左第4足趾の血行不良に伴う壊死と広範囲の感染を合併した症例

糖尿病による足の病気は予防が重要です。

糖尿病の足病変は独立した疾患ではなく、糖尿病によって引き起こされる3大合併症が大きく関連しております。

神経障害が起こると足の知覚が鈍くなり、痛みなども感じにくくなります。そのため足に傷ができても気が付かず放置されて知らない間に感染も合併するという事態が発生します。

糖尿病による網膜症の影響で視力低下が起こり、自分の足の状態が観察しにくくなることも原因です。

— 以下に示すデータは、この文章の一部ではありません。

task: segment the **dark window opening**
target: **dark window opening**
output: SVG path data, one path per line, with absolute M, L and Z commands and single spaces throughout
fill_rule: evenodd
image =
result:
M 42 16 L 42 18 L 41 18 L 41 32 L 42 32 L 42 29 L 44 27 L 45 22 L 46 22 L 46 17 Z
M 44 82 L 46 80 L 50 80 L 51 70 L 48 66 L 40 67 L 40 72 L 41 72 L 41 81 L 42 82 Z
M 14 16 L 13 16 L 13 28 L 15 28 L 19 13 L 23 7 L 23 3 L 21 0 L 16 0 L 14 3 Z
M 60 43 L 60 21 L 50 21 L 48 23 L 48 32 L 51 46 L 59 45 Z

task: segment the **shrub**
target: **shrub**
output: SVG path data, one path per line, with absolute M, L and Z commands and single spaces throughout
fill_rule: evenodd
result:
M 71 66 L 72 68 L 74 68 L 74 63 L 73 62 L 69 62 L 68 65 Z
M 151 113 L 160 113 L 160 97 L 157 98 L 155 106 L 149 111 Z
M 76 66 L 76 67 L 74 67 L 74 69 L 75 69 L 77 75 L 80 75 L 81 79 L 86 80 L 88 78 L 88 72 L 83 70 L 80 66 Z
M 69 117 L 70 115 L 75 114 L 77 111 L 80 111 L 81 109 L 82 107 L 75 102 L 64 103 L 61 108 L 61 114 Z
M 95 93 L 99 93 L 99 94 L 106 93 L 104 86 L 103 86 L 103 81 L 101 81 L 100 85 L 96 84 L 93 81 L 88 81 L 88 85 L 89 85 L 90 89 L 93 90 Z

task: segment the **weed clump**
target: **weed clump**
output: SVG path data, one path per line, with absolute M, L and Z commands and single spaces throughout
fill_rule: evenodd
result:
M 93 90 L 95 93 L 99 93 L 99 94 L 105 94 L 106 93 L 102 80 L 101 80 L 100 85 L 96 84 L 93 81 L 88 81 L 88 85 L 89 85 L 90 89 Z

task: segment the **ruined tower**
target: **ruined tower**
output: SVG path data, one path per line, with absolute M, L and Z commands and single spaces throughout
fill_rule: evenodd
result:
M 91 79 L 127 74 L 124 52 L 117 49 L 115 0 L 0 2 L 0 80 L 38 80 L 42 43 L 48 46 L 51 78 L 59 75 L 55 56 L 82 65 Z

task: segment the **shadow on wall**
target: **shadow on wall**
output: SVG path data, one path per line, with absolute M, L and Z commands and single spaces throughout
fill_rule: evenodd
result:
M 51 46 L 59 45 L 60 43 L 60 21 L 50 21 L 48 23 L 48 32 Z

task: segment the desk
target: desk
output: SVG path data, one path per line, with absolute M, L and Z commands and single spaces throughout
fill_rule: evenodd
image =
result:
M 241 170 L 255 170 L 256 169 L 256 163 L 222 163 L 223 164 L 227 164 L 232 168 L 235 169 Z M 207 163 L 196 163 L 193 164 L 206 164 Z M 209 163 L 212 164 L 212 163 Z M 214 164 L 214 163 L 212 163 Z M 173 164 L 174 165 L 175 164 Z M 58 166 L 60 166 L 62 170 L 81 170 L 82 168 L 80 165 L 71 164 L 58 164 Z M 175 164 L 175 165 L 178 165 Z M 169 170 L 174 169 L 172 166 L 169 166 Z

糖尿病性腎症になり透析になると末梢の血管もますます脆くなり、血行障害を起こす可能性が高くなります。

特にHbA1cが8%以上で足病変のリスクが高くなるといわれており、該当する方は定期的な足の観察を行うことをすすめております。

足病変はまず予防が重要です。当院では糖尿病内科医と形成外科医が連携することで足の健康を守ることを目的にしております。

外来では定期的な足の診察やフットケアを行い、早期から足の健康を理解して頂くことで足病変の予防を目的にしております。

また足に合っていない靴を着用されている方が非常に多く、胼胝(タコ)や鶏眼(魚の目)が出来ている方を非常に多くお見掛け致します。

タコや魚の目をご自身で削ることで小さな傷ができ、そこから細菌感染を起こしているようなケースも見かけるため注意が必要です。

当院では装具技師と連携し、ご自身にあったインソールや靴を作成することでタコや魚の目、傷が出来にくいようにすることで足の健康寿命を伸ばすことを目的としております。